The year 2007 spelt gloom globally. The year marked the onset of the real estate crises, which prompted the global economic crash. The events of that year prompted a chain of events in the following years: there was unprecedented loss of jobs in Spain and the country witnessed the greatest losses in the property market, which reached its lowest point in 2010. Between 2007 and 2010, the property market had lost almost 50% of its 2007 value.
Why Spain suffered so hard from the Real Estate Crash
Characteristically, Spaniards are house owners, a trend that put them on a collision path with the real estate crisis. The real estate crisis was characterized by repossession of houses by banks. Spaniards lost their jobs due to the global financial crises. Without jobs, house owners could not keep up with their mortgage payments, which prompted the banks to repossess the houses. By the end of 2010, banks were the largest real estate agents due to the embargos.
The global economic and real estate crises were a blessing in disguise for Spain, and more specifically, the Canary Islands property market. The world had witnessed sustained low interest rates, which eased the cost of credit. Spain’s property market appeared lucrative for investors with little monies left after the global financial crises, and they ventured into the market. The humanitarian crisis in the Middle East also prompted a massive influx of tourists and investors into Spain, and especially the Canary Islands. This cocktail of events marked the onset of the turn of events for Spain’s property market.
The new era has begun. Real Estate Market and its surrounding economy are recovering
Since 2015, Spain’s property market has witnessed a change of strategy with the growth of real estate franchise-based companies and real estate agents who focus on market niches. The change of strategy has led to the growth of the market, with the market attaining a 5% annual increase in prices by the end of 2016. 2017 is more promising with volumes, prices, and speed of sales anticipated to be higher.

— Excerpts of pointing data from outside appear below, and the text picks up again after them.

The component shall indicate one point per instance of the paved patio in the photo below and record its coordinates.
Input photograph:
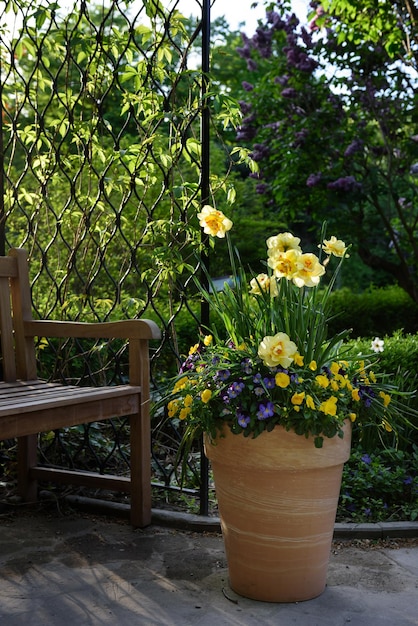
(78, 569)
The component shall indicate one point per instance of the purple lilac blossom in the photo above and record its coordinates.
(243, 420)
(222, 375)
(247, 86)
(289, 92)
(261, 188)
(245, 107)
(281, 80)
(345, 183)
(265, 411)
(235, 389)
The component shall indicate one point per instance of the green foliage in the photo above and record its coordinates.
(379, 487)
(374, 312)
(399, 363)
(323, 115)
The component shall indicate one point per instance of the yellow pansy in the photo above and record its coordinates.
(173, 407)
(188, 400)
(329, 407)
(184, 413)
(282, 380)
(180, 384)
(297, 398)
(322, 380)
(385, 397)
(335, 368)
(334, 384)
(310, 402)
(298, 359)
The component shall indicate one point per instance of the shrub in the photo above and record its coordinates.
(379, 487)
(373, 312)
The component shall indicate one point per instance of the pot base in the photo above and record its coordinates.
(277, 521)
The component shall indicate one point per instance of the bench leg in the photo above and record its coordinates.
(140, 436)
(27, 455)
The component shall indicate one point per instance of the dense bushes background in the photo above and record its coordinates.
(375, 312)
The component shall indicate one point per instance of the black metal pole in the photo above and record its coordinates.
(204, 199)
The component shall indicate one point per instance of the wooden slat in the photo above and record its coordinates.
(8, 267)
(19, 399)
(6, 330)
(65, 415)
(89, 479)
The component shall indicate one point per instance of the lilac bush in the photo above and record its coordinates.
(332, 126)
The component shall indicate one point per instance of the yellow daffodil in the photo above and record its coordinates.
(309, 271)
(284, 264)
(206, 395)
(283, 242)
(263, 283)
(334, 246)
(277, 350)
(282, 380)
(214, 222)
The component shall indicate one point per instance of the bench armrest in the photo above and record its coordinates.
(121, 329)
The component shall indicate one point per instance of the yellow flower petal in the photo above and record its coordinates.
(282, 380)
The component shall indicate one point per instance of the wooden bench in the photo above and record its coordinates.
(29, 406)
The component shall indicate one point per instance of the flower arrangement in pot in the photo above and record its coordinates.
(275, 398)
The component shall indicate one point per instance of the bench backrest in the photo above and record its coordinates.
(18, 352)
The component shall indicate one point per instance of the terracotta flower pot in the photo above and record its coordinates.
(277, 497)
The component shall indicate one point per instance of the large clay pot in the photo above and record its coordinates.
(277, 497)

Tenerife’s Property Market
The market growth that is being witnessed must be safeguarded to be sustainable. Most of the real estate clients we attend in our business come from German speaking countries; they are known for their quality and tendency to investigate and question the finest quality details. Unfortunately, most of the real estates in Spain have fallen short of client’s quality assessment; a significant number of properties here in Tenerife need some serious refurbishment. However, there are a couple of expert builders in Tenerife such as Ross Davies; his teams’ quality standards are very high and offer quality guarantees for all their works.

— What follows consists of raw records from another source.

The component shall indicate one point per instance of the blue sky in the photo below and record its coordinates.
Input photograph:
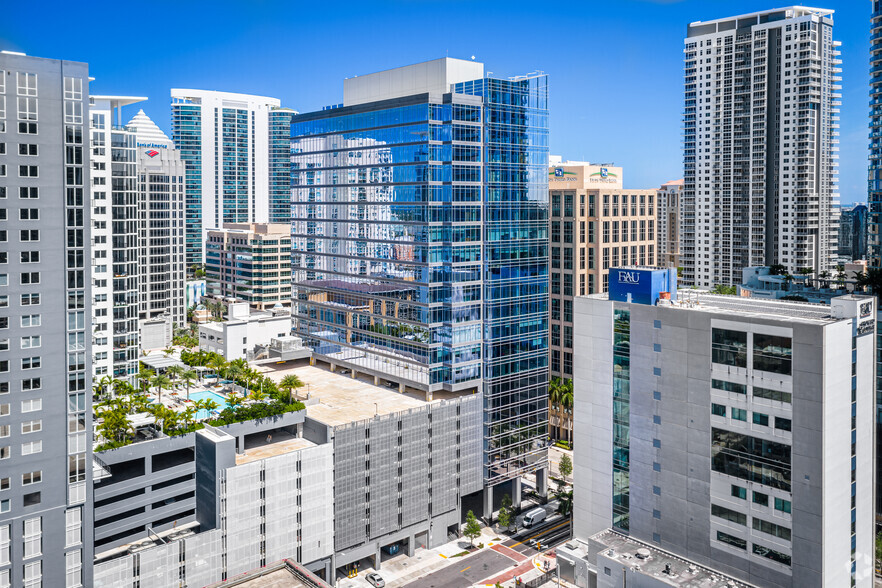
(614, 66)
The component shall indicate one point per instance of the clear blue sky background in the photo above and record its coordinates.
(615, 66)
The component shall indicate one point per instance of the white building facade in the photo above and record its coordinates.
(160, 225)
(760, 120)
(225, 140)
(734, 433)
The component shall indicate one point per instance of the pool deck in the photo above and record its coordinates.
(341, 398)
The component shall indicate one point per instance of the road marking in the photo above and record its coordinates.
(542, 532)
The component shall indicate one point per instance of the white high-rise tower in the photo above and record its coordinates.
(760, 120)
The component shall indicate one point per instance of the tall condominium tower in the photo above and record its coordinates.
(874, 241)
(114, 199)
(419, 242)
(734, 432)
(235, 168)
(45, 331)
(761, 112)
(160, 224)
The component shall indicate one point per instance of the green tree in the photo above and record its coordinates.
(188, 377)
(565, 467)
(472, 529)
(289, 383)
(160, 381)
(504, 516)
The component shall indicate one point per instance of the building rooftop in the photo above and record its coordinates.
(661, 565)
(338, 399)
(701, 300)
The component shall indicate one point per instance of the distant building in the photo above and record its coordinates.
(596, 224)
(160, 226)
(731, 432)
(670, 220)
(237, 167)
(250, 263)
(244, 332)
(853, 232)
(760, 143)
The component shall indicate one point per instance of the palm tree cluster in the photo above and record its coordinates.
(560, 400)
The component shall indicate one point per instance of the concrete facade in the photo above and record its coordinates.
(45, 334)
(781, 518)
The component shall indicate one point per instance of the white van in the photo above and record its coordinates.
(533, 517)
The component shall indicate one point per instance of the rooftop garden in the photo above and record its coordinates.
(115, 401)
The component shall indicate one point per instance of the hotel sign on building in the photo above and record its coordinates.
(584, 176)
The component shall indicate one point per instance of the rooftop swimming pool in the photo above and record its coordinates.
(220, 400)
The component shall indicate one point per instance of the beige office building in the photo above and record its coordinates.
(596, 224)
(249, 262)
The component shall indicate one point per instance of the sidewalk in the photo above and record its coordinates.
(400, 570)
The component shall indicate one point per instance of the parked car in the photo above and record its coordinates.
(535, 516)
(375, 579)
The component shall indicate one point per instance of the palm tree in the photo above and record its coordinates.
(145, 376)
(188, 377)
(289, 383)
(160, 381)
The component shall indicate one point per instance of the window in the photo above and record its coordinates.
(30, 342)
(34, 426)
(772, 394)
(729, 347)
(31, 478)
(731, 540)
(771, 529)
(772, 353)
(32, 405)
(728, 514)
(30, 363)
(31, 447)
(74, 524)
(30, 320)
(729, 386)
(771, 554)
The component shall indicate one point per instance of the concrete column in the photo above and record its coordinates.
(488, 503)
(516, 494)
(542, 482)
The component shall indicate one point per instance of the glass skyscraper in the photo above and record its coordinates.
(420, 244)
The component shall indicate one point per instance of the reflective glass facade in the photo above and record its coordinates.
(420, 249)
(187, 136)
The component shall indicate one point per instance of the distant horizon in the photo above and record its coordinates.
(615, 76)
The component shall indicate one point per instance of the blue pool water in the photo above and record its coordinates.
(208, 395)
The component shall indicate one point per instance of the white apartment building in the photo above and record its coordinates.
(236, 172)
(160, 225)
(760, 127)
(114, 203)
(732, 432)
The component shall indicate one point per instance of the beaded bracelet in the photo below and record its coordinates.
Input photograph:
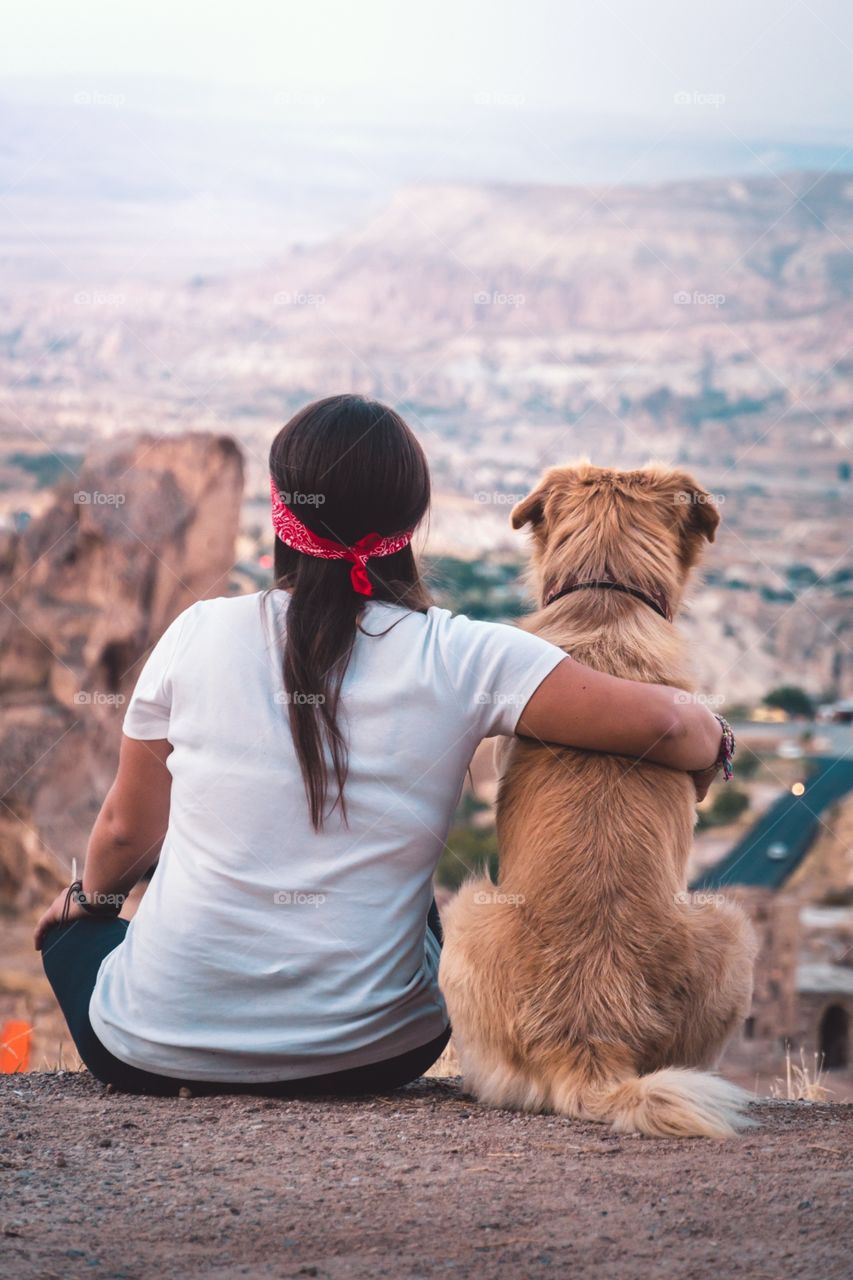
(728, 748)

Effects on the local economy
Furthermore, the increase in property demand – be it purchase or rent – due to the increasing Immigration of European citizens and the reducing unemployment rates in Spain will attract more investors in the industry. The real estate industry growth and subsequent profits will help the key players such as construction companies, architects, carpenters, plumbers, and electricians.

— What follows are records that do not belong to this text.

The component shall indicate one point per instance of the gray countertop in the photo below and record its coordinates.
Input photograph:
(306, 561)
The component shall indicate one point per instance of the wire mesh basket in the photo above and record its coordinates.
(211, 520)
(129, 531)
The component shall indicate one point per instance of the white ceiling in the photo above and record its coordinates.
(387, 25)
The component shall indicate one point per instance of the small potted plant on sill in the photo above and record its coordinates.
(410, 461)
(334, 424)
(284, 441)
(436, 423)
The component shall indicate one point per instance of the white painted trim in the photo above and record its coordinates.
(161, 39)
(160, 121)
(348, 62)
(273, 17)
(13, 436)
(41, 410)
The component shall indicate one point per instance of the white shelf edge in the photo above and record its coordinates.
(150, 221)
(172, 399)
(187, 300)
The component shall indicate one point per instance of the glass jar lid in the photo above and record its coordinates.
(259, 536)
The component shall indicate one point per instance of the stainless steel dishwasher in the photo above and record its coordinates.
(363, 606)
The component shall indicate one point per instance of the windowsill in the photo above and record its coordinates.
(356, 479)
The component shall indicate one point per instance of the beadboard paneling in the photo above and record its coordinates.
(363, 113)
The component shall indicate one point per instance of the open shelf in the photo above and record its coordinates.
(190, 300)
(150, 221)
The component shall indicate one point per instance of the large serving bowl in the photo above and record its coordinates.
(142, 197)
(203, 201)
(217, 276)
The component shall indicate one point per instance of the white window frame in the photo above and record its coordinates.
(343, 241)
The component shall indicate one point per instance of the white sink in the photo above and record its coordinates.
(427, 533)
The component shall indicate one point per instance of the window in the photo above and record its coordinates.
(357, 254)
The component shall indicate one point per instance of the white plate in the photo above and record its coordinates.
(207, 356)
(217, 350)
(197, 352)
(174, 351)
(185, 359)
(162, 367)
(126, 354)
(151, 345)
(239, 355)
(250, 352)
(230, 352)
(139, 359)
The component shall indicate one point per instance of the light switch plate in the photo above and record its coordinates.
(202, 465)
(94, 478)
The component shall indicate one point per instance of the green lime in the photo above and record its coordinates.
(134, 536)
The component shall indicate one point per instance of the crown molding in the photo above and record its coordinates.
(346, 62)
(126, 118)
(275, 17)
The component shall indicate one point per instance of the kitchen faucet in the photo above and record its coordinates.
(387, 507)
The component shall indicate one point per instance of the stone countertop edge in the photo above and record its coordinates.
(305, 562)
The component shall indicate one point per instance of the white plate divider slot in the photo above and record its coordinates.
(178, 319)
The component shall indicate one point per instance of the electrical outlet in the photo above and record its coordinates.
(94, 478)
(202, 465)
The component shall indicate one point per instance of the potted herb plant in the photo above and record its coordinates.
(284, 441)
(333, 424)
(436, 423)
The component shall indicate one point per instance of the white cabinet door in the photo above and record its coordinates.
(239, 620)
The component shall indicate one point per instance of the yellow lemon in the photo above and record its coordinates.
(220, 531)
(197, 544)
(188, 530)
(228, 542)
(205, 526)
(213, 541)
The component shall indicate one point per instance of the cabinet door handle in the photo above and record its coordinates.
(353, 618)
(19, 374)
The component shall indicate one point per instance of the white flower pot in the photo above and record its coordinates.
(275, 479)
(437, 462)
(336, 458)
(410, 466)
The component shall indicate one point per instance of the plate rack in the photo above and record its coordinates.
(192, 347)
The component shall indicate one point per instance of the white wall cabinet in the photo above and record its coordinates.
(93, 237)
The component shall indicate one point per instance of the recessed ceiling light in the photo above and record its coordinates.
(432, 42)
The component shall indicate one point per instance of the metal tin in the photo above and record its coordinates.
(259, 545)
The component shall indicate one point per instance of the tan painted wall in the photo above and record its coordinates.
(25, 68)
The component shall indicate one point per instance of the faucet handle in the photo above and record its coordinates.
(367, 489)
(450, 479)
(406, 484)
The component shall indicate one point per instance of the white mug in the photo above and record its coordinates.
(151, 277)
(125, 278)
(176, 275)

Spain’s real estate market, and more specifically the Canary Islands offer a solid investment opportunity to any investor. The country’s real estate market suffered from the global financial crisis, but the effects were not far reaching. A chain of events has triggered a massive capital growth, which has boosted demand, which is the driving factor for supply. The high demand in Spain’s property market has attracted major key players in the industry, but their numbers are still inadequate; the industry still offers valuable investment opportunities to multiple other investors.